KEY POINTS:
If an election had been held last week, and if TV3's TNS opinion poll was accurate, Labour would win 54 seats and the Greens 10.
Add those together and there's the magic number - 64 seats, a comfortable majority in Parliament.
If that had happened, then right now Labour would be negotiating a coalition or support agreement with the Greens to form a fourth-term government.
It wouldn't need any other minor party to give it the numbers; the Greens would be enough. There might not be many other seats held by minor parties anyway.
Labour's result in that poll, 44 per cent support in the party vote, wasn't much different from previous surveys.
It is the Greens' level of support that is significant.
In the 2005 election the party won 5.3 per cent, but since then its ratings have climbed to 8 per cent.
The trend is solid. All the polls show the Greens have more support now than they did in 2005.

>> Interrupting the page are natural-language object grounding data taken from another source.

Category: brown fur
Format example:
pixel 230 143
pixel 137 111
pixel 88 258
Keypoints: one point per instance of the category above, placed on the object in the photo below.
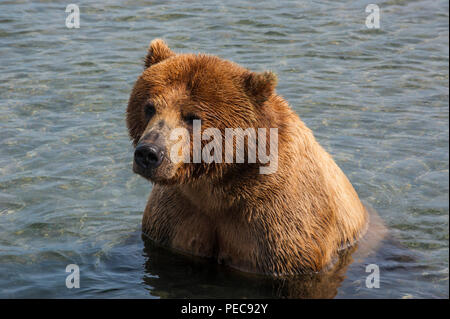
pixel 292 221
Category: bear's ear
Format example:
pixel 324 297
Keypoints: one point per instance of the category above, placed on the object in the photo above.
pixel 259 86
pixel 157 51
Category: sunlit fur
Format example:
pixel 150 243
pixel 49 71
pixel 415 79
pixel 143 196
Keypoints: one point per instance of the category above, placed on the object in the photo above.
pixel 292 221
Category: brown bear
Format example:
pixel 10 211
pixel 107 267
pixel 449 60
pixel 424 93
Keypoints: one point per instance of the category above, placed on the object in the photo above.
pixel 294 220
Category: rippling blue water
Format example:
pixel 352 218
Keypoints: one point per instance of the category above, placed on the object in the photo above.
pixel 377 100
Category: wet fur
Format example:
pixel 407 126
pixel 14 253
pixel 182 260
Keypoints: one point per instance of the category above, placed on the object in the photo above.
pixel 293 221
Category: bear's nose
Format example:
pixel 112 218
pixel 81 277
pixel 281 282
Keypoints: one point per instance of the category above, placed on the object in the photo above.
pixel 148 155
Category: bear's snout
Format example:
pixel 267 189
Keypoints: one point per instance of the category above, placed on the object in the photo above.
pixel 148 156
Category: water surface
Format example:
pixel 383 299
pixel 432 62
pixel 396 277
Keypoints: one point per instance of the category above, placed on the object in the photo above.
pixel 377 100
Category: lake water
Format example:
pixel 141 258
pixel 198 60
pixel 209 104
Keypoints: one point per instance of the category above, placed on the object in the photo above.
pixel 376 99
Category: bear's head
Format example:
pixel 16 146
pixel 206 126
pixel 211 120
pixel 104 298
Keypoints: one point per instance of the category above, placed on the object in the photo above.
pixel 180 93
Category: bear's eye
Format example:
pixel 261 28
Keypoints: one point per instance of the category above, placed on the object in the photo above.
pixel 190 117
pixel 149 110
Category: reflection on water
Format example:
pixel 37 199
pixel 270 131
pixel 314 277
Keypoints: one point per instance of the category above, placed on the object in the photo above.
pixel 377 100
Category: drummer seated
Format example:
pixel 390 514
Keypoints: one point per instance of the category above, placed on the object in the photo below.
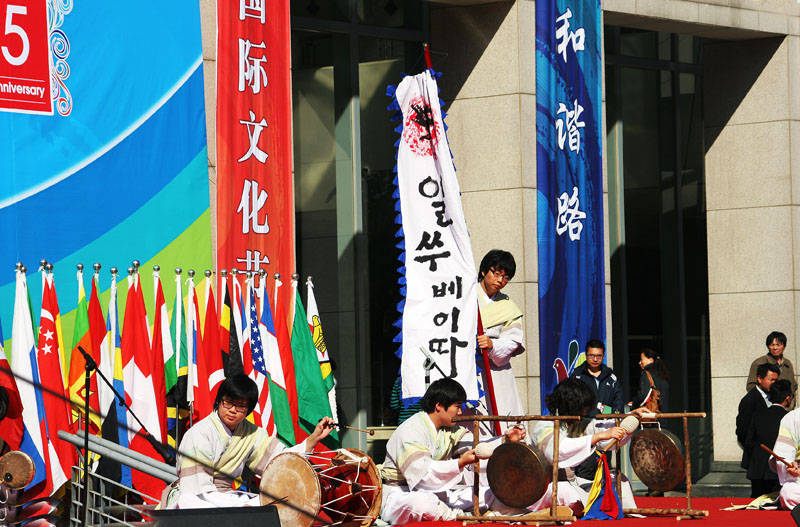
pixel 425 478
pixel 577 442
pixel 214 452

It is happening at a time, midway through the election cycle, when minor parties are usually at their lowest ebb.
Jeanette Fitzsimons, the Greens co-leader who has confirmed she will stay on through to the next election, modestly says she expects her party will "play a strong role" in the next Parliament.
"Surf's up on climate change and sustainability generally, and we must not waste that opportunity," she told supporters at the weekend.

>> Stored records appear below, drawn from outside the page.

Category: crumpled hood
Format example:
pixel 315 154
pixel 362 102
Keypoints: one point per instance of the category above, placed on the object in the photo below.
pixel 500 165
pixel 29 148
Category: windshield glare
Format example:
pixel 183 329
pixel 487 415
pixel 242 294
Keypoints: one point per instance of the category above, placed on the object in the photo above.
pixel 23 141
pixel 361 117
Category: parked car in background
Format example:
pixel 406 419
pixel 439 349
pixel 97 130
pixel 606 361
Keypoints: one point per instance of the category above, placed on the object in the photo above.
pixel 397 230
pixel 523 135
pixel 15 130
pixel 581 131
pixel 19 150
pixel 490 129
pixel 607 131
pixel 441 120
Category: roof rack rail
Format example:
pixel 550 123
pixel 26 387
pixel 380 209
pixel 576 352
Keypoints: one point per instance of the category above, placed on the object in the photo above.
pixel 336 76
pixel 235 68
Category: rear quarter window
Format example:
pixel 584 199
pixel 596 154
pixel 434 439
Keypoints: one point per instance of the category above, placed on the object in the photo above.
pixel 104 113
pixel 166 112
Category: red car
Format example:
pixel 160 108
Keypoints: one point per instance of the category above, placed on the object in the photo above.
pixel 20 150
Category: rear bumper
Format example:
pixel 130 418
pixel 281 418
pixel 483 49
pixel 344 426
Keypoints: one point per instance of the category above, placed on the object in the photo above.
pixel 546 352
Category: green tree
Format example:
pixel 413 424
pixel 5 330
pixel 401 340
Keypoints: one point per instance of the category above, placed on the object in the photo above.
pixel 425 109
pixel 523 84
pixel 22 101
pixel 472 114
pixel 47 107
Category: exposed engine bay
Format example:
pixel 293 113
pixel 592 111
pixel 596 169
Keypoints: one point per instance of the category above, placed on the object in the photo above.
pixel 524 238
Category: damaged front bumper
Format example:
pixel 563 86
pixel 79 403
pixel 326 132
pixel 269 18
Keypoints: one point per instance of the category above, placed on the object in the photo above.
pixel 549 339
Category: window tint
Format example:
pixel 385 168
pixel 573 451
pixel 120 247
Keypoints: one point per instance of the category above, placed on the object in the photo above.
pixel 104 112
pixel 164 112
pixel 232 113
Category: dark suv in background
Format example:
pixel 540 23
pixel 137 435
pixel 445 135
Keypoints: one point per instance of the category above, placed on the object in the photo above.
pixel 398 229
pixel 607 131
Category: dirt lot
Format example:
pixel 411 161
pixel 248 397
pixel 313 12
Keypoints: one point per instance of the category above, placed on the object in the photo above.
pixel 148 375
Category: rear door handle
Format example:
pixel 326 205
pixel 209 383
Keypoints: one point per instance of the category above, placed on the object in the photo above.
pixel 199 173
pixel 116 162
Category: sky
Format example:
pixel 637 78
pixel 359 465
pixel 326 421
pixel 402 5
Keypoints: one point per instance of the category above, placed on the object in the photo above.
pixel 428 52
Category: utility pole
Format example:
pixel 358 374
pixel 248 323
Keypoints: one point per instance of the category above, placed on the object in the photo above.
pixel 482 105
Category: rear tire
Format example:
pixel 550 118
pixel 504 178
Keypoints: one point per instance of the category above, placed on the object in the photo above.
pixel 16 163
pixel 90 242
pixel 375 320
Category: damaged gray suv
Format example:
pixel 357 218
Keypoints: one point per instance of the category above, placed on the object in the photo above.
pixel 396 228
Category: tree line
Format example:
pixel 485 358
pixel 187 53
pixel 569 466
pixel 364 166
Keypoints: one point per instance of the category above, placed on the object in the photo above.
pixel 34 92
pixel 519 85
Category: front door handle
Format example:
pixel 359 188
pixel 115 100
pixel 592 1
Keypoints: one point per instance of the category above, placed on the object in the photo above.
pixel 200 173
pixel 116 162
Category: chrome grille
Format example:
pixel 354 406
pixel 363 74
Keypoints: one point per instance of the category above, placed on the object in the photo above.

Ms Fitzsimons interprets the polls as showing more people are starting to think hard about climate change, and taking notice of Green Party policy - even though it isn't designed to be popular.
She says her party's time has come, and she could be right.
And from the Greens' point of view, the good thing is that climate change isn't going to go away. Internationally, the issue is gaining more and more publicity and powerful Governments are talking about ways to deal with it.
If the crunch comes and the Greens are in the middle, neither of the main parties will find them easy to deal with.
Ms Fitzsimons and her MPs - there would be 10 of them if they won 8 per cent of the party vote - want action which any Government would at best consider risky and at worst too unpopular to implement.
She questions whether the Government is really committed to confronting the "ecological slaughter" of the fishing industry, or fixing the water pollution problems caused by agricultural run-off.